Assumptions — with an emphasis on three particular letters, based on a certain nickname given the Cy-Hawk game — align with the general reputation saddled on the Iowa Hawkeyes: defensive minded, offensively offensive, perfectly boring.

Both the Cy-Hawk game and Iowa’s performance Saturday defied the reputation. Recent installments have been competitive; Iowa’s 44-41, overtime win in Ames marked the fifth single-digit decision 2011. With the exception of a mirroring score in 2011, however, the scores in the last decade — 20-17, 15-13, 17-5, 9-6 — have perpetuated prevailing sentiment on the Iowa offense.

The 2017 Iowa Hawkeyes may be an exception, if Saturday’s Cy-Hawk is any indication.

Coming into the season, I tabbed Iowa as a dark-horse contender in the Big Ten. The Hawkeyes were my preseason pick to win the West division — and early-season performances from their divisional brethren have made me increasingly confident in that choice — and I included Akrum Wadley as a name to remember for Heisman Trophy discussions.

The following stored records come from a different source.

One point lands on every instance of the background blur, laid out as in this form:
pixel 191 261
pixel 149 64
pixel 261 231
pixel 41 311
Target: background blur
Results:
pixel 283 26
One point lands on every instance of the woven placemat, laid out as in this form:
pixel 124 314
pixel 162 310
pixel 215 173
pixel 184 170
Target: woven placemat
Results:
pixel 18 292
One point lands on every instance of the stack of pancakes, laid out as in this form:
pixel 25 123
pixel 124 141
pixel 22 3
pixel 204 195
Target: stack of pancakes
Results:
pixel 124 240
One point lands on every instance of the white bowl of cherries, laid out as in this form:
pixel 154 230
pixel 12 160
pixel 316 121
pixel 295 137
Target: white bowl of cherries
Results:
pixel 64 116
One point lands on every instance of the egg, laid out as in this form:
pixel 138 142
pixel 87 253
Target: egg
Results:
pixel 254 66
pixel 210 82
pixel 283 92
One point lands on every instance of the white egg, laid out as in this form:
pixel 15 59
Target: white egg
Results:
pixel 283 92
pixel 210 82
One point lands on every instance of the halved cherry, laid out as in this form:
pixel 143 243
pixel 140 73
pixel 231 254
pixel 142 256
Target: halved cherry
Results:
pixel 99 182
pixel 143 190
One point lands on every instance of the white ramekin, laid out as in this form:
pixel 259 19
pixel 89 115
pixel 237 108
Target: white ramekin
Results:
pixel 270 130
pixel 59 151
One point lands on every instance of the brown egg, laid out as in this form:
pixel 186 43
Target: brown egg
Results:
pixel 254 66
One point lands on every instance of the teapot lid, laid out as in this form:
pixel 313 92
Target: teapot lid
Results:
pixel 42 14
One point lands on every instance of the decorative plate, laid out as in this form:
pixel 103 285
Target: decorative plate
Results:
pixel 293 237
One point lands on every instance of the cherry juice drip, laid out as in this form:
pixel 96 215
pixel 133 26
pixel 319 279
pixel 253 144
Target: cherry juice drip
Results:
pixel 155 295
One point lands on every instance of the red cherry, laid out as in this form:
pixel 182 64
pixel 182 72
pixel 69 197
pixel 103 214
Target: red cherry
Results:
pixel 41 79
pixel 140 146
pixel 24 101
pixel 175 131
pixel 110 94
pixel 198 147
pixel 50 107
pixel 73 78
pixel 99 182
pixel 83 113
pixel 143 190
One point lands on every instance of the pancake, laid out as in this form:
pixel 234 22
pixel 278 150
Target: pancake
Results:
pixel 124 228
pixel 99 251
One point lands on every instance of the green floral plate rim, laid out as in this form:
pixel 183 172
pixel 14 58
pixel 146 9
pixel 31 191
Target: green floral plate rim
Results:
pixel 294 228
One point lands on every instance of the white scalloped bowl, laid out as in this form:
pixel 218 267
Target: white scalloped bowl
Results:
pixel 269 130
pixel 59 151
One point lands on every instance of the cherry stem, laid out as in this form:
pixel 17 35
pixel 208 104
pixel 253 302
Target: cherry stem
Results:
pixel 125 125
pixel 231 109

Wadley delivered on Saturday with 118 yards rushing, with another 72 receiving, and two combined touchdowns. His second score came on a 46-yard reception from Nate Stanley with just a minute remaining, forcing overtime.

Wadley’s play comes as no surprise to me, obviously. Stanley’s does.

Stanley completed just eight passes for 125 yards in Week 1 against Wyoming, but really didn’t need to do any more than that in a Hawkeyes’ rout predicated on dominant defensive play. Called upon to make plays against Iowa State, Stanley looked the best an Iowa quarterback has since arguably Ricky Stanzi. Considering Stanley’s successor, C.J. Beathard, wowed for the San Francisco 49ers in preseason play, that’s not faint praise.

Overreaction? You bet, considering it’s Week 2, but I’ll promise no college football pundit in America had an Iowa Hawkeyes quarterback with more touchdown passes through two games (8) than Oklahoma State Heisman contender Mason Rudolph’s thrown (6).

As impressive is how Stanley distributed the ball among a diverse corps of targets: Wadley, Nick Easley, Matt Vandeberg all had touchdowns; Ihmir Smith-Marsette scored two, including the game-winner.

Smith-Marsette called the winning play, “Something we have been practicing hard in practice,” via Cyclones.com.

“They played the perfect coverage to go against it, and we executed.”

If Iowa can continue to execute offensively, the defense should improve enough to turn the Hawkeyes into a dangerous bunch.